I was trying to build a better life after a rough break up, largely out of spite and a little sadness. Though I now focus my Whys on the good things that I will reach because of my actions, it is valid to build discipline that is motivated by a desire to leave a bad situation. In fact, wanting to leave a bad place in life is a pretty common reason for people to want to build self-discipline.
Practice calling yourself out on your excuses
Most of the “reasons” that we give for why we didn’t do something are invalid. On the surface, they may seem fine and they’re enough to placate our brains and prevent us from feeling guilty, but they don’t stand up to further inspection.
Start taking time to assess your excuses. Remind yourself that you really want to see results. You really want to start making progress. Does your excuse truly prevent you from doing what you need to do? Is there any way that you could create a backup plan?
Next time you find yourself making an excuse, write it down. Then write three reasons why you want to do the thing you’re trying to avoid and three things that you could do instead, even if you don’t accomplish your primary goal.
For example, if you decide you can’t go for a run because it’s raining, list three reasons why you want to exercise, and then create a list of three things that you could do instead of going for a run, like doing yoga or going for a run on a treadmill. You’ll train yourself to reconsider your excuses and realize that just because you can’t accomplish your original goal doesn’t mean you can’t many any progress at all.
Monitor your feelings
As I’ve said before, self-discipline means doing what needs to be done, even if you don’t feel like it. Most of the time, “I don’t feel like it,” and “I don’t want to,” are not valid reasons not to do something that needs to be done. Learn to shut them down.
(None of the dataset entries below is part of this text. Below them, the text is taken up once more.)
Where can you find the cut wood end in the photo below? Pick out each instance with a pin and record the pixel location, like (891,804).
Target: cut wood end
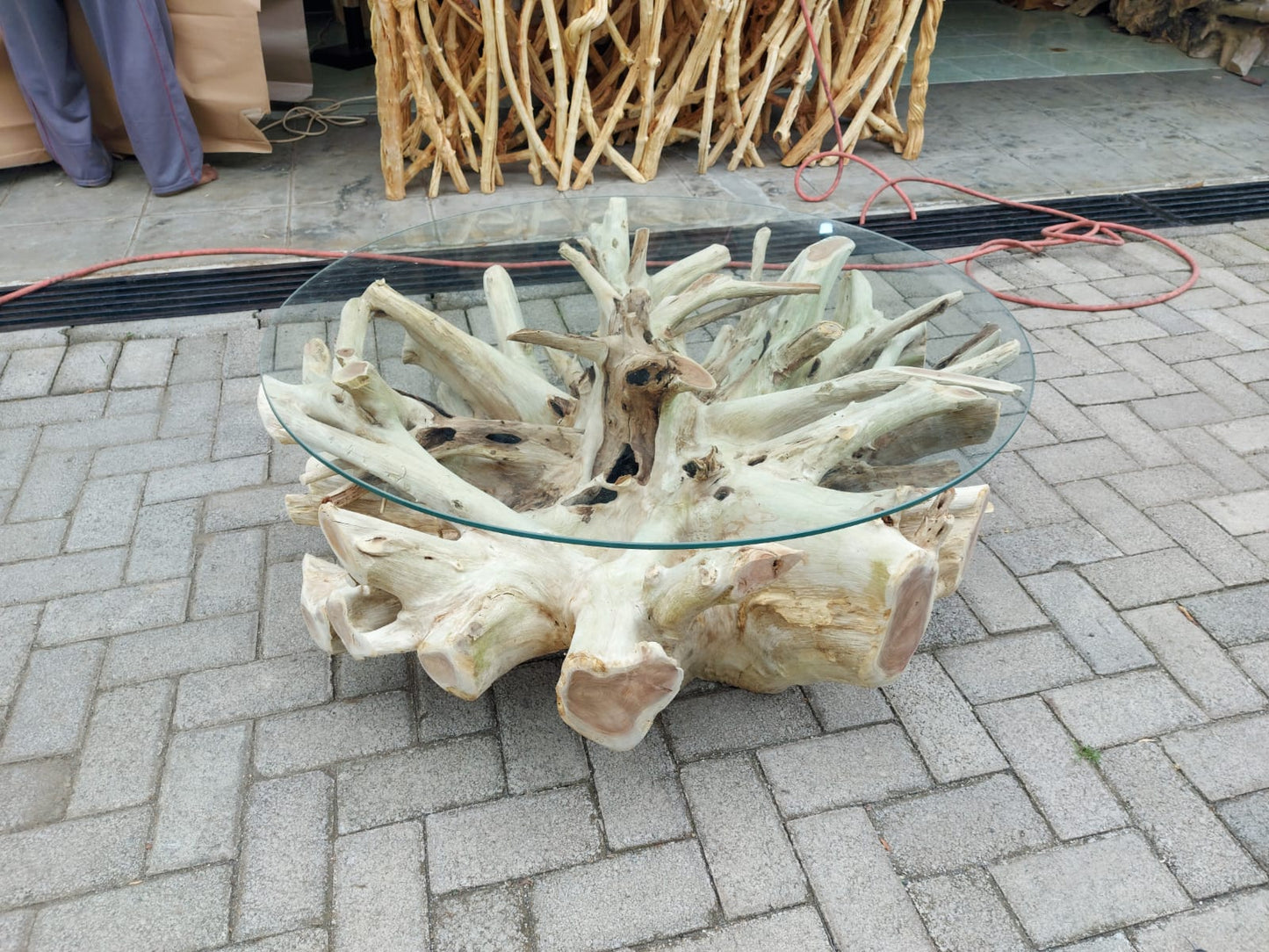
(615,702)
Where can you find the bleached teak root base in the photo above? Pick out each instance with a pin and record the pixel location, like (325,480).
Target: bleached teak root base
(811,409)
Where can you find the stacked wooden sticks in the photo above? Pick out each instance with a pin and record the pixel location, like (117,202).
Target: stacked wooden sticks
(476,85)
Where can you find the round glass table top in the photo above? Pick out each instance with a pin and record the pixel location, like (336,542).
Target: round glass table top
(781,414)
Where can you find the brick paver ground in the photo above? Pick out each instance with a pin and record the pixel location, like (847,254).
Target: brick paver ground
(1078,760)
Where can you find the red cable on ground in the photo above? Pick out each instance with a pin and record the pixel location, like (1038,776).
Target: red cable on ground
(1098,233)
(1095,233)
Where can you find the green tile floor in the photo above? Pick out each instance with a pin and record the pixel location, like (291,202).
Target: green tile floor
(986,40)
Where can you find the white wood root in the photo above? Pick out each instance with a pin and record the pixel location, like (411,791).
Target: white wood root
(811,409)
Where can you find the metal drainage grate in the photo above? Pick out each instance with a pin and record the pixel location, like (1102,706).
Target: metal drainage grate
(253,287)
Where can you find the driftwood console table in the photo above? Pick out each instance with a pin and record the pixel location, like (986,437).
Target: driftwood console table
(468,88)
(667,462)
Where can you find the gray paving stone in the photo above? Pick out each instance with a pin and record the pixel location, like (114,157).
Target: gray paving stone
(1109,387)
(1248,818)
(16,452)
(164,653)
(1137,438)
(1235,396)
(749,853)
(1066,787)
(853,767)
(85,365)
(339,732)
(29,372)
(733,720)
(34,792)
(1041,549)
(603,905)
(1186,835)
(282,626)
(94,435)
(1246,436)
(963,912)
(197,480)
(1150,576)
(242,352)
(14,928)
(797,928)
(40,412)
(539,749)
(282,871)
(227,574)
(130,402)
(952,743)
(288,542)
(1195,661)
(198,358)
(862,899)
(1129,707)
(1112,516)
(1014,481)
(957,826)
(52,485)
(442,715)
(32,539)
(1164,484)
(48,715)
(144,364)
(356,677)
(997,598)
(481,920)
(144,458)
(1074,891)
(17,632)
(638,794)
(1009,666)
(123,749)
(1239,924)
(75,855)
(1218,552)
(840,706)
(1114,942)
(253,689)
(180,912)
(1254,659)
(162,545)
(120,610)
(1066,462)
(199,800)
(244,508)
(239,432)
(1207,757)
(402,786)
(379,895)
(1148,367)
(1235,617)
(1240,515)
(297,941)
(510,838)
(1166,413)
(951,624)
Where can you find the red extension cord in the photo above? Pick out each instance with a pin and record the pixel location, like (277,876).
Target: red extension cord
(1075,228)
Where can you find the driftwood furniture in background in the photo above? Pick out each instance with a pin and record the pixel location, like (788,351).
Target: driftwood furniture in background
(1235,32)
(470,88)
(810,409)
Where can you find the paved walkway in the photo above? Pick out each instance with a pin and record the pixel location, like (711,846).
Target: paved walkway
(1080,754)
(1040,139)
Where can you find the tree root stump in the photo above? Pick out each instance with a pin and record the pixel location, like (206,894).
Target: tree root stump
(688,485)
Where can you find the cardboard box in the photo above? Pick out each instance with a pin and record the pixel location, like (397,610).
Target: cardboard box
(220,65)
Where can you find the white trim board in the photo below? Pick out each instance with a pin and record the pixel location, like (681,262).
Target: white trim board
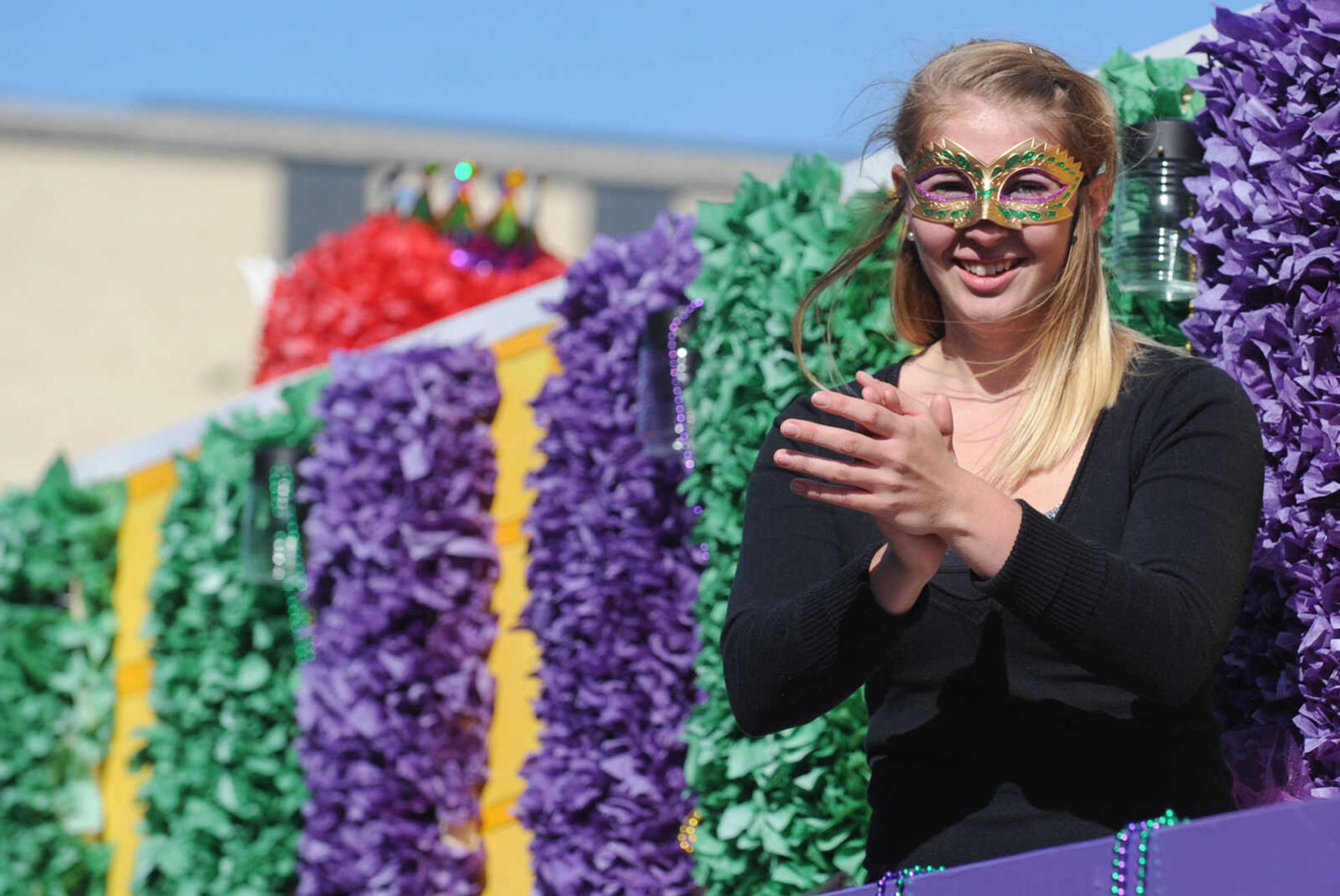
(488,323)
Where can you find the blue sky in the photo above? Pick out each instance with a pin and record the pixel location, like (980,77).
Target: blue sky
(782,77)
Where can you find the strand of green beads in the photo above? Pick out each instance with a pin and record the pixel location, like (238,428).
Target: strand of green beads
(287,558)
(1122,854)
(901,878)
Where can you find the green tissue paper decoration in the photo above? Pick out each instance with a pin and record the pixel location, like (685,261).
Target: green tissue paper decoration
(782,813)
(58,559)
(1145,89)
(224,801)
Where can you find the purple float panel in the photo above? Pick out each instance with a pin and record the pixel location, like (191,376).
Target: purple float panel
(1291,848)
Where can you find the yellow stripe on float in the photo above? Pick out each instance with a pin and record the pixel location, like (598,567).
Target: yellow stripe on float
(524,362)
(148,495)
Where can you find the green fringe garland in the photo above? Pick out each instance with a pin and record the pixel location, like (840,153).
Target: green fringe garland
(1145,89)
(779,813)
(58,559)
(224,801)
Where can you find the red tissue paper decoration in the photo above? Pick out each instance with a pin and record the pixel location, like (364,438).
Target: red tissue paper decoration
(382,278)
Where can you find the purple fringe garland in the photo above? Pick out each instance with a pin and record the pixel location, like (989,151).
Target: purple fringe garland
(1268,240)
(394,709)
(613,582)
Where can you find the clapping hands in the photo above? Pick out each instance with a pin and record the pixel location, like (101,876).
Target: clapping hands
(901,471)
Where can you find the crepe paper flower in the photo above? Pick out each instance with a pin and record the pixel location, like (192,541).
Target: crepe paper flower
(786,812)
(58,558)
(224,800)
(1268,314)
(1145,89)
(613,582)
(382,278)
(394,709)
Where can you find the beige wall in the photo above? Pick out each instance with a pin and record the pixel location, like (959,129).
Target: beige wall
(121,295)
(120,286)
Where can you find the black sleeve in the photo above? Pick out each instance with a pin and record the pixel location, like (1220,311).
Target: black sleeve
(1156,615)
(803,630)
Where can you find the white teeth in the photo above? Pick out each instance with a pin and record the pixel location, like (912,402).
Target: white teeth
(988,270)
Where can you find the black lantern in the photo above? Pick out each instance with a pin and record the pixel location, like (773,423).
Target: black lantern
(1152,203)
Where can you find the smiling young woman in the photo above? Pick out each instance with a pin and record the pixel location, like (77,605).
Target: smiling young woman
(1027,543)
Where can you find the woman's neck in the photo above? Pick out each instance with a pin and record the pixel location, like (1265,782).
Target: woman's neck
(975,361)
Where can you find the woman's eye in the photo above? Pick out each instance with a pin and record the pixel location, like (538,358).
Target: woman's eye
(1030,188)
(945,187)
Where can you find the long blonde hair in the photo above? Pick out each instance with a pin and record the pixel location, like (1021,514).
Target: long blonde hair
(1079,354)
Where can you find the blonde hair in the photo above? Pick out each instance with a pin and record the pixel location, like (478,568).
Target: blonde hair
(1079,354)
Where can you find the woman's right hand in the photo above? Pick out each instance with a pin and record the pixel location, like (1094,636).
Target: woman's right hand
(901,570)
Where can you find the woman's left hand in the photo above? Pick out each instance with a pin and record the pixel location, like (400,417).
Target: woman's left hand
(902,469)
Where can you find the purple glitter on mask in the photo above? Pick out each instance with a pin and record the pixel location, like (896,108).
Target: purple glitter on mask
(613,583)
(1267,238)
(396,708)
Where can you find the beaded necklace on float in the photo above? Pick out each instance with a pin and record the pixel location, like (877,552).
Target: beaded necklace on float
(901,878)
(1142,831)
(678,359)
(287,551)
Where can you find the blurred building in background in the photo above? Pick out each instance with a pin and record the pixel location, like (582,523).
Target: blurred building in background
(122,236)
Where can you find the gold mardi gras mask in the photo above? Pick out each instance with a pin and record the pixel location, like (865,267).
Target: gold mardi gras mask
(1000,191)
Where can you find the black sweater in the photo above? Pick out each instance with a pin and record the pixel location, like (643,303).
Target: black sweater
(1055,701)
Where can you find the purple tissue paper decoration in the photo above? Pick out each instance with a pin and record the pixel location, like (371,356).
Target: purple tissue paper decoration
(613,582)
(1268,240)
(394,709)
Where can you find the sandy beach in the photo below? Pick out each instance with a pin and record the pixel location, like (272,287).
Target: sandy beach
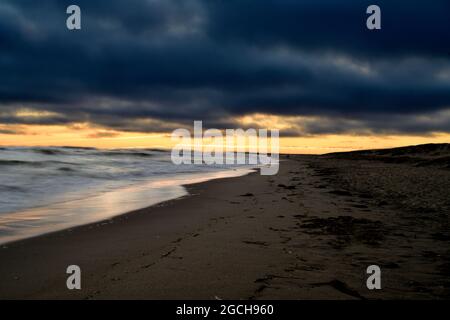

But that isn’t to say that you should totally ignore your feelings. They’re there for a reason. Notice them—meditation can help—and respond appropriately. Often, we may not feel like doing something that’s good for us even though that thing will actually make us feel better. Self-discipline often means getting uncomfortable and knowing that the discomfort is worth it.
Self-discipline is a tricky beast. It gives you what you need to be consistent, which gets you to where you want to be. It takes practice and patience, but it will improve your life in the long run.
Discipline means being willing to choose long-term gains over immediate success. When you think long-term, the whole process starts to become easier and make more sense. Practice becoming friends with your future self, and before long, you’ll start seeing the results of your self-discipline paying off.